Earlier this summer, the website Totaljobs conducted a survey which saw 59% of respondents state that flexible working is the single most important benefit they look for when considering a new position. Not bonuses, not pensions, not annual leave.

All manner of studies have been conducted - by learned professionals and specialist think tanks – to highlight the positive impact that flexible working can have. The results tend to be just what you would expect: better work/life balance, reduction in stress, time saved on commuting equalling more time with family.

However, these are outcomes that benefit the individual, the employee – what does the employer get in return for providing the option to work flexibly? There is data to suggest that flexible working can result in reduced absenteeism and improved morale, which can obviously increase productivity. However, the growing culture of expectation around flexible working is a matter of concern for many businesses, particularly SMEs.

There is a huge element of trust involved in allowing staff members to work from home and requiring them still to produce the expected results. If you are operating in a competitive market, amidst a period of economic uncertainty, and working to razor thin margins, you need your people to deliver.

Employers need to have confidence and faith in the work ethic and commitment of their staff. Working from home is tough, and it’s not for everyone. Self-motivation is essential, there’s no office ‘buzz’, and temptations abound with creature comforts everywhere.

As a specialist ex-military recruiter, FRS is more familiar than most with the characteristics detailed above.

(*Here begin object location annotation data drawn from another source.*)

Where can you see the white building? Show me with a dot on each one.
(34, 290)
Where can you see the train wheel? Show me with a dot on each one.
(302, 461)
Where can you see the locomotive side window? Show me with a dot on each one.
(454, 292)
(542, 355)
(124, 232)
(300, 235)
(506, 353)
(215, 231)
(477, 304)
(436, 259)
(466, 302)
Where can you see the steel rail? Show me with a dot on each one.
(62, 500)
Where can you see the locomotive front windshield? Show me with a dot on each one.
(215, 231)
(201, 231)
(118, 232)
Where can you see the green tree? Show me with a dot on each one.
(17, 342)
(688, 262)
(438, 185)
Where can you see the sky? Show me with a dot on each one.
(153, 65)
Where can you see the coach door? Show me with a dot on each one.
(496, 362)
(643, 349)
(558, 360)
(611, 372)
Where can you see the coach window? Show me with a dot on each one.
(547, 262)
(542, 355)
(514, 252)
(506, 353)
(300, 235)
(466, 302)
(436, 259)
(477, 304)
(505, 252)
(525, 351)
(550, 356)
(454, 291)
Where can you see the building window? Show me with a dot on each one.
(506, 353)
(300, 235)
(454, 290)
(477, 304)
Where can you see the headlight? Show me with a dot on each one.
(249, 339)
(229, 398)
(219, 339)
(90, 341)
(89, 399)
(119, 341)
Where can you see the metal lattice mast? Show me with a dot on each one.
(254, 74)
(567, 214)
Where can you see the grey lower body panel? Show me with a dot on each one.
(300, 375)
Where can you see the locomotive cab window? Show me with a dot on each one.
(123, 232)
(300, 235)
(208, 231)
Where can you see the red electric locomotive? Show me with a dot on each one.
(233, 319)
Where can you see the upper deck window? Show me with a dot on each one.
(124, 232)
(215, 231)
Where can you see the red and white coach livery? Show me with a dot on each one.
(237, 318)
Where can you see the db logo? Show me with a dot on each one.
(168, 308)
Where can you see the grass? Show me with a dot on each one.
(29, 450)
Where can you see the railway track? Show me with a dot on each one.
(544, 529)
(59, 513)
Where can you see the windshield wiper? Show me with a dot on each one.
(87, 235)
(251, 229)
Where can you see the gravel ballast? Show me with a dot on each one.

We are also acutely aware of the transferable nature of these fine traits, gained through military service then applied in the civilian workplace, as Managing Director Graham Brown explains:

“The rise in popularity of flexible working is seen by many as an exciting evolution in the world of work but there are important factors for employers to consider. They need their staff to be every bit as effective when working from home as they are at HQ.

“The expression ‘self starter’ is one that is often used in relation to business development roles, but it is an intrinsic element of the military ethos. Ex-Forces personnel have the drive, dedication, professionalism and integrity to operate in any location, under any circumstances, and still execute their duties flawlessly.

“Adaptability is a key component of the military mindset. There’s an old adage: no plan survives first contact. In other words, you need to be ready to adjust, adapt and advance at a moment’s notice. What employer doesn’t want those attributes within their team?”